• Last modified 630 days ago (Nov. 6, 2019)


Soldier spent winter as prisoner of war

Staff writer

When Burns native Gene Obee and a group of 30 fellow soldiers surrendered to a German officer who promised they would be well treated as prisoners-of-war Dec. 18, 1944, it didn’t take long to realize the man’s promise was a lie.

As they were marched past a row of tanks, German soldiers took what they wanted from the Americans.

“I had to give up my overcoat and my steel helmet and my overboots,” Obee said. “That’s when I began to realize things were not going to go well.”

After being loaded onto a train, they were taken to Stalag IV, one of the Germans’ largest prisoner-of-war camps during World War II. Thousands of soldiers from 33 countries passed through Stalag IV between its opening in 1939 and its liberation by the Red Army in 1945.

Obee was given a little cheese and a chunk of bread as his only food during the journey to the camp in a boxcar.

The toilet was a hole in the floor and the stench was terrible. Nearly all his fellow soldiers fell ill. He said the trip was the worst part of his ordeal.

Once at Stalag IV, they were given prisoner-of-war tags identifying the camp.

“We were told if we took this off and took our dog tags off, we would be considered spies,” Obee said. “After we’d been kept a day or so, they questioned us, four at a time. All we would say is name, rank, and serial number.”

The German soldier questioning them already knew what date they’d gotten on a ship at Boston for the trip to Europe, and when and where the ship landed.

“They had great intelligence,” Obee said.

They were also warned against getting too close to the fence surrounding the camp.

“We were told to stay away from that fence,” Obee said. “If we got too close to it, they would consider we were trying to escape. They were pretty convincing.”

They were repeatedly told the war was over, Germany would win, and they would be sent to Russia to serve as slave labor.

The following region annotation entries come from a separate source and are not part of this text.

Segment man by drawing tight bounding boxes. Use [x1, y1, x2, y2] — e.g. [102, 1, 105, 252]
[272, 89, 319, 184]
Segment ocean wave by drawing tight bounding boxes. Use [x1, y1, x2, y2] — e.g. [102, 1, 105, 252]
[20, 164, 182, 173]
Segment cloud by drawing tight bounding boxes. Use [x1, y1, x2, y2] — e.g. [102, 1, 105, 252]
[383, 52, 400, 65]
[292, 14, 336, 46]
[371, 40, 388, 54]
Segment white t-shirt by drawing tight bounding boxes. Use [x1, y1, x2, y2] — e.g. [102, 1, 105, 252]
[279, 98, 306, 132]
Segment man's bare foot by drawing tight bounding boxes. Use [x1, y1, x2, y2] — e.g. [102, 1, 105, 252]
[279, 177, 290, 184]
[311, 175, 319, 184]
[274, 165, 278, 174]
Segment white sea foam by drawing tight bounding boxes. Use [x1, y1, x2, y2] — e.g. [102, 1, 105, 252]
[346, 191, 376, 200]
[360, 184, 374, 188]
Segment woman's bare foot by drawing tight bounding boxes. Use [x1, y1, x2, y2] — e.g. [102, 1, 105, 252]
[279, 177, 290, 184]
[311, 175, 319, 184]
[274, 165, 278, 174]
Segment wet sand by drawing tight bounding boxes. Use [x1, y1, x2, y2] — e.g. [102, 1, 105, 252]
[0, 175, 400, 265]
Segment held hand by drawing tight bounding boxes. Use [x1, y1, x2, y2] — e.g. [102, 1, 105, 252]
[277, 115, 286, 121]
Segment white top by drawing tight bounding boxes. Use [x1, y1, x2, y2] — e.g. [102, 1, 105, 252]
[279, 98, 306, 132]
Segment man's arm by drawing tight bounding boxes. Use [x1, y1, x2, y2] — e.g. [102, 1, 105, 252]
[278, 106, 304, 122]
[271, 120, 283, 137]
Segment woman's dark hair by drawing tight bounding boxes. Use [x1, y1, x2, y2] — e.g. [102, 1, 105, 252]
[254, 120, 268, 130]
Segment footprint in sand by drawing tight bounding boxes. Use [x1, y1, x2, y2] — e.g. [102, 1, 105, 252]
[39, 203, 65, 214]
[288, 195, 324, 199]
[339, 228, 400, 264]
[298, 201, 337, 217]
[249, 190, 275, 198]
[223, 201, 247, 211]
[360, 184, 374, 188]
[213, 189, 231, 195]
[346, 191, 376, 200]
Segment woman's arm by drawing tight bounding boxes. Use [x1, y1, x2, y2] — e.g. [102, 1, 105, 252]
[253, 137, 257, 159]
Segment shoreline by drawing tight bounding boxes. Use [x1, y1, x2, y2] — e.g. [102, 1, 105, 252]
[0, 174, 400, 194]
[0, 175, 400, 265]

The food in the camp was miserable.

Turnip soup was a daily ration. Sometimes it was warm and Obee could force it down because it was eat or starve. Other times it was served cold and he simply could not eat it.

“I got real sick from eating a turnip peeling off a garbage can,” Obee said.

He was put in a tent hospital run by a French physician who had also been captured.

“He asked me, ‘How old are you?’ and I said 19,’” Obee said. “He just shook his head and said, ‘So young.’”

After he recovered, Obee was sent to a work camp. There he was given decent food and better treatment.

He struck an agreement with a fellow prisoner that they would both write each other’s families and tell them what they knew.

“I don’t know how long we were there,” Obee said. “There were 22 of us.”

The camp was so close to a highway, the inmates could hear vehicles passing by.

“We were about 60 miles from the Czechoslovakia border,” he said.

One day the man who oversaw the work camp talked to the men.

“I’ve treated you guys really well,” he said. “I hope you don’t tell on me.

The overseer disappeared in the middle of the night.

The next day the men walked out of the work camp. They ran into a bunch of American soldiers who drew guns on them, not knowing the shoddy-looking group was prisoners-of-war.

They were taken to an Army hospital. A physician there told Obee that within a week gangrene would have set in.

When Obee wrote to his camp buddy’s wife and children, she responded with a letter saying she had only been told her husband was missing in action.

He received another letter from her later. It said an
Army chaplain had written that her husband had been liberated but died two days afterward.

Obee got a 30-day furlough at the end of April 1945. He returned to Burns and helped his father with harvest by driving a truck. His furlough was extended another 30 days because of the harvest.

Then he reported to a hospital in Arkansas, and later boarded a train to prepare for the invasion of Japan. Before he went to Japan, the war ended.

When the 99th Infantry Division was sent to Germany in 1944, they were called “Battle Babies” because of their youth and inexperience.

“At that time, I was the youngest guy in the company — and the dumbest,” Obee said.

His older brother, Fred, happened to be it the division Obee’s replaced in Germany. Fred had participated in the invasion of Utah Beach.

The last letter Obee had received from home about Fred said he was on furlough. His mother later had to tell him over the phone that Fred had been killed in the Philippines.

Obee, now 94, lives at Parkside Homes in Hillsboro.